Bessy and Thomassé [BT04] showed that any nontrivial strong digraph $ D $ has a spanning subdigraph which is the union of $ \alpha $ directed cycles. However, the structure of this subdigraph might be rather complicated. This leads one to ask whether there always exists a spanning subdigraph whose structure is relatively simple, one which is easily seen to be the union of $ \alpha $ directed cycles. A natural candidate would be a spanning subdigraph built from a directed cycle by adding $ \alpha(D)-1 $ directed ears. But or any $ \alpha \geq 2 $, there exists a digraph $ D $ with stability number $ \alpha $ requiring at least $ 2\alpha -2 $ directed ears. See Chapter 19 of [BM08].

A possible way around this problem is to allow spanning subdigraphs which are disjoint union of strong digraphs. Such digraph are called cyclic (because each arc lies on a directed cycle). The conjecture was formulated by Bondy[B], based on a remark of Chen and Manalastas [CM].

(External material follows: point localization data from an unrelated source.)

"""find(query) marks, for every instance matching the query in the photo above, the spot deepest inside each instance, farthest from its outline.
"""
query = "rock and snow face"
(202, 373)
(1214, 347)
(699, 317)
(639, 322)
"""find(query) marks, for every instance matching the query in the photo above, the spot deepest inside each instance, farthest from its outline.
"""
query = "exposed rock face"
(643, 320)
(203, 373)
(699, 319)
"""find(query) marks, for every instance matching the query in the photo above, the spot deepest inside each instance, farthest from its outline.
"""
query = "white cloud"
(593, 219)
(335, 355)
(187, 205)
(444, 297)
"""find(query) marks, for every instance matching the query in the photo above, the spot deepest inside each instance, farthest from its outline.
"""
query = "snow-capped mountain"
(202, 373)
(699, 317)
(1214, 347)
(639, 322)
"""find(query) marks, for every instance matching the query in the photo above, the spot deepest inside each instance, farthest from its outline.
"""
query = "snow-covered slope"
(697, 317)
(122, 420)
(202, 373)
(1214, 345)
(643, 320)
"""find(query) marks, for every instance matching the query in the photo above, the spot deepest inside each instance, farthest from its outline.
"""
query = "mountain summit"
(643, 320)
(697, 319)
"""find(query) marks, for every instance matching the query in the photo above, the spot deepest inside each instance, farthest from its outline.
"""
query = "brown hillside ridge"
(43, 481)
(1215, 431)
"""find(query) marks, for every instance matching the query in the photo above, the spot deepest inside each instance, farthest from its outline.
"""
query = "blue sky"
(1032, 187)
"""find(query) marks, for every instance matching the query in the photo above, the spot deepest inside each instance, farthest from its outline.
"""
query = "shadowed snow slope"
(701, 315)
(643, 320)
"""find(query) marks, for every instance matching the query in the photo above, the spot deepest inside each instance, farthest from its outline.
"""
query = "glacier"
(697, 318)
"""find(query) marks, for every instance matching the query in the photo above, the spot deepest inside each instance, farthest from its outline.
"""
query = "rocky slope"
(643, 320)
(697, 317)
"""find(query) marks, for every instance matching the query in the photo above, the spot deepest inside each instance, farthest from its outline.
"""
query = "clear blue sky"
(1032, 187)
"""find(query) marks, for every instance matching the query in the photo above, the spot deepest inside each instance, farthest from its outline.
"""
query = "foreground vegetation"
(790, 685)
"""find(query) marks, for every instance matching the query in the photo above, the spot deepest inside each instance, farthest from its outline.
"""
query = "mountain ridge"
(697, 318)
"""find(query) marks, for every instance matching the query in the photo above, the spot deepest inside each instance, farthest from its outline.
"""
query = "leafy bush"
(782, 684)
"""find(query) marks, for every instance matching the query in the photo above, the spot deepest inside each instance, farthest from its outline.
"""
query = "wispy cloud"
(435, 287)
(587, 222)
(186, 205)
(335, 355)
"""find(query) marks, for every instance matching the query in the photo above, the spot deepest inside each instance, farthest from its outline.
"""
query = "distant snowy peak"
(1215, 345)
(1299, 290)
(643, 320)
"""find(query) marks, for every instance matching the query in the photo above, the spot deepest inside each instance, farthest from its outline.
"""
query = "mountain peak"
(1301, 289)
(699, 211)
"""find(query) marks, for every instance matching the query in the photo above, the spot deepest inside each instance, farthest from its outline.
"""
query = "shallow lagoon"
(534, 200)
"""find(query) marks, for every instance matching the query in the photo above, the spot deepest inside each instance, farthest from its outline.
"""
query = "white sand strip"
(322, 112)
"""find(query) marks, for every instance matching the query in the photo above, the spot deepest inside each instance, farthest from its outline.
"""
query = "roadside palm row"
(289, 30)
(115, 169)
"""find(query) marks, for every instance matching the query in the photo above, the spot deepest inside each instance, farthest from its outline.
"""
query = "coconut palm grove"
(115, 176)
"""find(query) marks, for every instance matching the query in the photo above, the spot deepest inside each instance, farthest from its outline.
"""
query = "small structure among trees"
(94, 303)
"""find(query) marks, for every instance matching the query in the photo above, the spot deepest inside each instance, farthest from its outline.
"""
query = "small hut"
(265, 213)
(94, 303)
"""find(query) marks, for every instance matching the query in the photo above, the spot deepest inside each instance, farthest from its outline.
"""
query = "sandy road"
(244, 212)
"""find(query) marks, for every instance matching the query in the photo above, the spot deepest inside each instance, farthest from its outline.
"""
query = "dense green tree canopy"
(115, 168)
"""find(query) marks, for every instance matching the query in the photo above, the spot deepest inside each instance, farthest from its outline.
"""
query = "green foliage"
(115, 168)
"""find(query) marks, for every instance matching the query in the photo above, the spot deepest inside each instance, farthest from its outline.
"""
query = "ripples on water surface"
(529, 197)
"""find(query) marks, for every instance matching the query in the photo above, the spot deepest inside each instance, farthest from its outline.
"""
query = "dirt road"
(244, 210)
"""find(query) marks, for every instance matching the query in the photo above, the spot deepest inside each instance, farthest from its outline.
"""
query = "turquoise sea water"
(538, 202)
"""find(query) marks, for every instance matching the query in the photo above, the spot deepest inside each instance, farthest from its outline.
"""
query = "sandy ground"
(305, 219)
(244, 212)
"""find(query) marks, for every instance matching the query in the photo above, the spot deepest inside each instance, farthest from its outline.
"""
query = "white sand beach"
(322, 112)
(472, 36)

The Conjecture holds for $ \alpha(D)=1 $ by Camion's Theorem [C] and also for $ \alpha(D)=2 $ and $ \alpha(D)=3 $ by theorems of Chen and Manalastas [CM] and S. Thomassé (unpublished), respectively.

The conjecture implies not only the above-mentioned Bessy--Thomassé Theorem, but also a result of Thomassé [Thom01], that the vertex set of any strong digraph $ D $ with $ \alpha(D) \geq 2 $ can be partitioned into $ \alpha(D)-1 $ directed paths, as well as another theorem of Bessy and Thomassé [BT03], that every strong digraph $ D $ has a strong spanning subdigraph with at most $ n+2\alpha(D)-2 $ arcs.


[BT03] S. Bessy and S. Thomassé, Every strong digraph has a spanning strong subgraph with at most $ n+2\alpha-2 $ arcs. J. Combin. Theory Ser. B 87 (2003), 289--299.

[BT04] S. Bessy and S. Thomassé, Three min-max theorems concerning cyclic orders of strong digraphs. In Integer Programming and Combinatorial Optimization, 132--138. Lecture Notes in Comput. Sci., Vol. 3064, Springer, Berlin.

*[B95] J.A. Bondy, Basic graph theory: paths and circuits. In Handbook of Combinatorics, Vol. 1, 3--110. Elsevier, Amsterdam.

[BM] J.A. Bondy and U.S.R. Murty, Graph Theory, volume 244 of Graduate Texts in Mathematics. Springer, 2008.

[C] P. Camion, Chemins et circuits hamiltoniens des graphes complets. C. R. Acad. Sci. Paris 249 (1959), 2151--2152.

[CM] C.C. Chen C.C. and Jr. P. Manalastas, Every finite strongly connected digraph of stability 2 has a Hamiltonian path. Discrete Math. 44 (1983), 243--250.

[T] S. Thomassé, Covering a strong digraph by $ \alpha-1 $ disjoint paths: a proof of Las Vergnas' conjecture. J. Combin. Theory Ser. B 83 (2001), 331--333.

* indicates original appearance(s) of problem.